Both about the YF-23 design being better, and about why the B-52 design is so good.



YF-23 had faster supercruise, a much bigger range, and had a way larger internal ordinance bay (external ordinance kills stealth). They intentionally skipped the sexy vectored thrusters for B-2 style inset exhausts which make infrared signature much smaller (especially to ground-based attackers). This meant the YF-23 could have delivered more ordinance faster and farther while having higher rates of mission success due to better stealth.

F-22 won the competition on two and a half points.

First and foremost, the YF-23 was going to be built in 10-11 states while the YF-22 was going to be built in almost 30 states, so something like 40 senators had their state's financial interests at stake with the jobs this would bring in (though nobody involved would ever openly admit this was one of the big reasons). Of course, spreading stuff out increases all kinds of costs and with so many small places, once the main run of planes was done, all these sub-contractors moved on too. As a result, the US can't get all the F-22 parts they need and the F-22 is going to be scrapped way before what would otherwise be necessary.

Second, is that the F-22 had vectored thrusters, so was theoretically more maneuverable. This is somewhat debated because making a YF-23 variant with vectored thrusters was possible and even without it was more than capable of turning a pilot's brains to mush (by far the biggest limiting factor for any manned fighter). Ironically, the big selling point of the F-35 is to be so stealthy that you can kill targets before they can see you due to stealth without the need to dogfight which was the exact YF-23 strategy too (and of course, vectored thrust seems to be a needless and cost-adding addition to the F-22 as the strategy for them is also to engage at ranges where maneuvering isn't a critical task). In every other category of consideration, the YF-23 was far ahead of requirements while the YF-22 was barely satisfactory.

The half point is the stated delivery concerns. The Air Force claimed they were worried that the planes wouldn't be delivered because the B-2 was already behind schedule. As EVERY plane is ALWAYS delivered behind schedule, this is very dumb reasoning. While the YF-23 team had worked for years to make a ready-to-ship plane in the YF-23, the YF-22 was a cobbled-together mess to the point that the entire airframe was redesigned multiple times. As a result of this and that spread-out construction crew, the F-22 was way behind schedule and way overbudget.

Northrop Grumman allegedly asked about using YF-23 designs in a bid for the next-gen Japanese fighter project, so maybe there's hope for it yet (I'd note that the profile of the Russian SU-57 has a strikingly similar look).
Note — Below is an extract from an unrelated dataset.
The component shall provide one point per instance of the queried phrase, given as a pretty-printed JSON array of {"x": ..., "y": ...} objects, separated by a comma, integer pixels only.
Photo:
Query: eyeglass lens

EDIT: As to the B-52, the real issue is that making a new plane would give marginal benefits to the airframe while the retraining and costs would be large (not to mention the usual teething problems of a new design). This is similar to how they tried so many times to replace the m4. Better systems exist, but they weren't worth the upgrade (lots of people suspect that their new rifle will be too heavy for most soldiers too).
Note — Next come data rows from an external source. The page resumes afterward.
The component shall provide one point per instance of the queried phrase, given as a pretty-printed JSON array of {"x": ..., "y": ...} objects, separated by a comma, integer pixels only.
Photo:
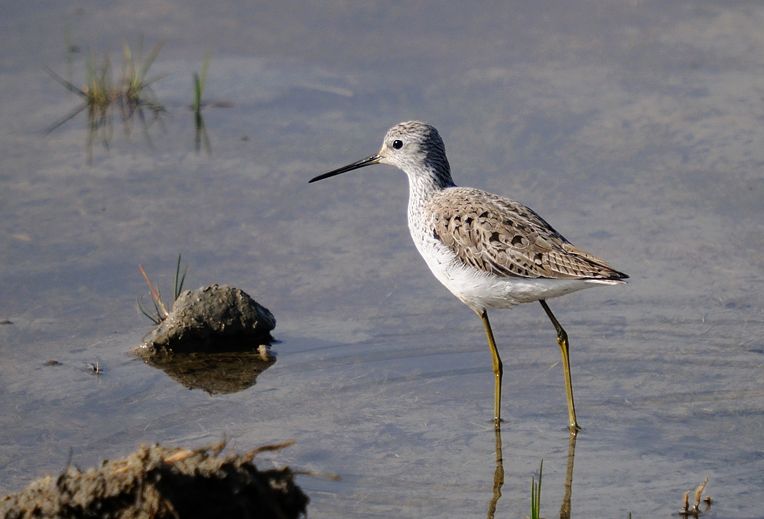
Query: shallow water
[{"x": 634, "y": 129}]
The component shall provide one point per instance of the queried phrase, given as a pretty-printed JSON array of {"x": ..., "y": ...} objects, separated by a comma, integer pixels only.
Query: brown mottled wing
[{"x": 505, "y": 238}]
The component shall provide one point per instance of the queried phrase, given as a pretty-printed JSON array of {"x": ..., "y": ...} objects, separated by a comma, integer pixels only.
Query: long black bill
[{"x": 368, "y": 161}]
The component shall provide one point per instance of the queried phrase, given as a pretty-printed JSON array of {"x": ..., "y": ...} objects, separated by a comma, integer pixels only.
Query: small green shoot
[
  {"x": 536, "y": 494},
  {"x": 160, "y": 312},
  {"x": 200, "y": 80},
  {"x": 101, "y": 92},
  {"x": 179, "y": 279}
]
The most profitable upgrades to the B-52 are the internals and electronics and this has been done several times.

The second best upgrade is more modern and efficient engines, but this has been a very slow to happen. They've announced plans to do this, but I suspect it will be longer than they think. They are claiming reduced maintenance time and a 30% increase in efficiency. Not a bad upgrade, but also not that huge when you consider that's basically 0.5% for each year since it was first designed.


> While the YF-23 team had worked for years to make a ready-to-ship plane in the YF-23, the YF-22 was a cobbled-together mess to the point that the entire airframe was redesigned multiple times.

The YF-23 team had to turn in their specs in the competition and you wonder if the referee was partial to the YF-22 team and gave them opposition research. That was the feeling I got from interviews & documentary.